Las espinas de la rosa inglesa: el difícil camino de la nueva reina
A sus diecisiete años, Katherine se casaba con un hombre que rozaba ya los cincuenta. No sabía prácticamente nada de los usos y ceremonial que se esperaban de una auténtica reina y su propia familia estaba demasiado ocupada vanagloriándose por la privilegiada situación que ahora vivía como para preocuparse en ayudarla. Aunque disfrutaba organizando bailes y meriendas en sus aposentos, su día a día se mostraba muchas veces monótono y aburrido. De hecho, para soportar mejor su rutina, se apoyó en una de sus damas: lady Jane Bolena, vizcondesa de Rochford. Cuñada de la segunda esposa de Enrique, la caída en desgracia y ejecutada Ana Bolena, lady Jane lo había perdido todo en el pasado y ahora se arropaba en la nueva y joven reina para guiarla en aquella Corte y, obviamente, sacar beneficios personales. Pero si alguien consiguió hacer soportable a Katherine su nueva posición fue un criado del rey. Thomas Culpeper era, entre otras muchas cosas, un joven atractivo y seductor, una especie de adonis que conseguía hacer rejuvenecer al mismísimo Enrique. Es posible que Katherine y Thomas se conocieran siendo ella todavía dama de Ana de Cleves. Pero lo importante es que, jugándose mucho más que su posición, ambos iniciaron un peligroso romance secreto.

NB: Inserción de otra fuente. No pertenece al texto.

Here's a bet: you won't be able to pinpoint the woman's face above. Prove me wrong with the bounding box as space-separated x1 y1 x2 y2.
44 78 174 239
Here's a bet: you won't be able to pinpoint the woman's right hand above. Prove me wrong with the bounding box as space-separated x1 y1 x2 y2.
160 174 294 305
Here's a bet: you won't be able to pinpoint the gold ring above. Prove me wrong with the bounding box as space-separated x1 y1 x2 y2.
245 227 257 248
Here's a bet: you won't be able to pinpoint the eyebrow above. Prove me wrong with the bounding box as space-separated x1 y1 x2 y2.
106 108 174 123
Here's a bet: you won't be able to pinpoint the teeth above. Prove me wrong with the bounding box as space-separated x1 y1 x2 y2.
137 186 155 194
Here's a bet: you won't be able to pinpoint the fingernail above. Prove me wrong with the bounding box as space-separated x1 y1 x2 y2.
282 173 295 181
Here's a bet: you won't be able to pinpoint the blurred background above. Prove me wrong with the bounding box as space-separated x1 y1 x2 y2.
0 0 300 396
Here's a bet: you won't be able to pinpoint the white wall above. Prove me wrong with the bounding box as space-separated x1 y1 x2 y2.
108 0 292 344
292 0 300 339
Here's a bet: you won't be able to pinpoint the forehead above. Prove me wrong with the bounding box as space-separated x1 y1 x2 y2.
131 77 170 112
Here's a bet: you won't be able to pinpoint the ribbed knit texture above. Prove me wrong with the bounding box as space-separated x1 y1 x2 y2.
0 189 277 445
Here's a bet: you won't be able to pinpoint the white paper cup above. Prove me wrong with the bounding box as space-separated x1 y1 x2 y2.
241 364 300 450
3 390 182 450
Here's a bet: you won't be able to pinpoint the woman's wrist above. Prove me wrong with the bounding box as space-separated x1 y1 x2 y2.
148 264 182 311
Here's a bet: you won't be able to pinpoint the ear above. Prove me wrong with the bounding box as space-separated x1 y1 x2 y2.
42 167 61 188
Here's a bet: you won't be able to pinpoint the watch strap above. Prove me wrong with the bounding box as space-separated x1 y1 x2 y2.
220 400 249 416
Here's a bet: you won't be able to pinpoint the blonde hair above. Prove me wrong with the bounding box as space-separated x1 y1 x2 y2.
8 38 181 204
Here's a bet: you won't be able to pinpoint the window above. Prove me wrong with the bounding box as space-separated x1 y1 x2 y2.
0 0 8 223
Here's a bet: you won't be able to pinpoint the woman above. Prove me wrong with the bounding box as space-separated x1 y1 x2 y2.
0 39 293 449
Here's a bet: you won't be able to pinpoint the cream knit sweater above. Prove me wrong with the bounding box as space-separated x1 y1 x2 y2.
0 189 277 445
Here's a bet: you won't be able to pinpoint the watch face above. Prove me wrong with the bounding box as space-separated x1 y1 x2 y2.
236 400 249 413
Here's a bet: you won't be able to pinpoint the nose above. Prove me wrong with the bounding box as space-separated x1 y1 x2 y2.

Aprovechando un viaje que Enrique organizó hacia York, Katherine y Thomas buscaban cualquier momento para mantener relaciones sexuales a escondidas. En estos encuentros, lady Jane Bolena ejercía su papel de confidente y encubría a los amantes. ¡Qué distinto era Thomas de su anciano y malhumorado esposo! Katherine parecía sentirse arropada en los brazos de aquel muchacho, que en sus cartas no dejaba de mostrarle el amor adolescente que sentía por ella. El problema era que aquel juego de secretos se descontroló demasiado rápido. La llegada a Palacio de Francis Deheram, su supuesto amante de juventud, solicitando un puesto entre el personal de la reina y la rivalidad que empezó a crecer entre este y Culpeper terminaron haciendo público el romance que se vivía en las estancias reales. Como era inevitable, el asunto llegó a oídos de las familias enemigas de los Howard. A fin de cuentas, si caía Katherine, a ella le iba a seguir toda su familia, incluido el duque de Norfolk.
El 23 de noviembre de 1543, un Enrique VIII furioso y casi aturdido ordenó que Katherine y lady Rochford fuesen llevadas a la Torre de Londres para ser interrogadas. Finalmente, la rosa inglesa cayó en la misma «trampa dorada», como lo llamó en su novela Phillippa Gregory, que sus antecesoras. Thomas Culpeper y Francis Deheram fueron torturados y salvajemente ejecutados, terminando sus cabezas en una pica que se colocó en las puertas de Londres. En cuanto a Katherine, se dice que pasó la noche anterior a su muerte practicando el mejor modo de colocar su cabeza en el madero de ejecución. Al día siguiente, la reina caída en desgracia pidió perdón por su traición a la Corona y fue también ejecutada. Pocas horas después la siguió lady Jane Rochford.
Conclusiones
Si algo puede constatarse sobre Katherine Howard es que jamás supo moverse con habilidad en aquella Corte, donde la supervivencia política -y también personal- se había convertido en algo realmente difícil de conseguir. Aunque los historiadores tradicionales se ocuparon de resaltar, sobre todo, sus infidelidades, lo cierto es que esta joven reina fue, como lo serían las seis esposas de Enrique VIII, una víctima en las manos de otros más poderosos, en este caso su propia familia: los Howard.